Psychologist Erik Erikson believed that older adults experience a crossroads in their life: a stage he called “ego integrity vs. despair.”

When a senior reviews his life thus far, and finds meaning in the way he has spent his time, this leads to wisdom and acceptance of his mortality or “ego integrity.”

A senior experiencing ego integrity has the potential to be a highly influential mentor in the workplace.

Generationally, workers older than 65 are known for a strong work ethic. Even if there is not a significant financial incentive, they were raised in an era that idealized hard work.

They are team-oriented and unlikely to leave coworkers in a bind. This age group likely has finished raising its families so it can be open to working more hours when necessary.

This age group is known for honoring commitments and respecting authority.

Sociologically, older workers are generally highly dedicated employees. Many seniors, particularly older women, are motivated by financial need. There are numerous advantages to deferring Social Security payments so many seniors want to put off collecting for as long as possible.

Most older adults also have witnessed steep declines in their retirement accounts so there is a genuine need to supplement their income. Others simply did not adequately plan for retirement, so they require additional income from a full- or part-time job.

This age group also is typically good at interpersonal communication. Having worked for most of their careers without access to email and texting, these workers have had to rely on their people skills to get things accomplished.

They also tend to be more resourceful than younger generations who have come to rely only on the Internet for research and problem-solving.

The best strategy in managing and accommodating older workers is the same as with employees of any age: observe, note strengths and weaknesses and try to work with that person as an individual.

Nearly every employee requires some accommodations in order to do the best job possible. For example, a manager may have to spend time with the younger, new college graduate explaining to him if and when it is appropriate to text customers. The same concept is true with older workers.

Because of changes in eyesight and hearing, consider how older workers’ seats at a meeting table can make a big difference in how well they are able to participate.

Recognizing normal changes that happen to the aging brain can help managers expect that some older workers may be quiet during that meeting but are submitting great ideas a few hours later, after they’ve had time to process.

Since this age group may have less computer experience than their younger coworkers, it is important to assess and respond to needs for training. Older workers sometimes are thought to be technologically challenged but often it is because they have not had proper training.

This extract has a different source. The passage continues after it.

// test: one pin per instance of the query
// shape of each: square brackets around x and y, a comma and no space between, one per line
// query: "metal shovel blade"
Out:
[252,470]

It is also important to re-evaluate a worker’s duties if he ages during employment with an organization. For example, a 70-year-old hotel shuttle driver who has been with a company for 20 years may be better suited to a front desk assignment if age-related changes are interfering with driving abilities.

Older workers have much to offer: experience, work ethic, potential to mentor and frequently fewer family obligations that will interfere with work. The key to maximizing value with older employees is recognizing and accommodating their differences.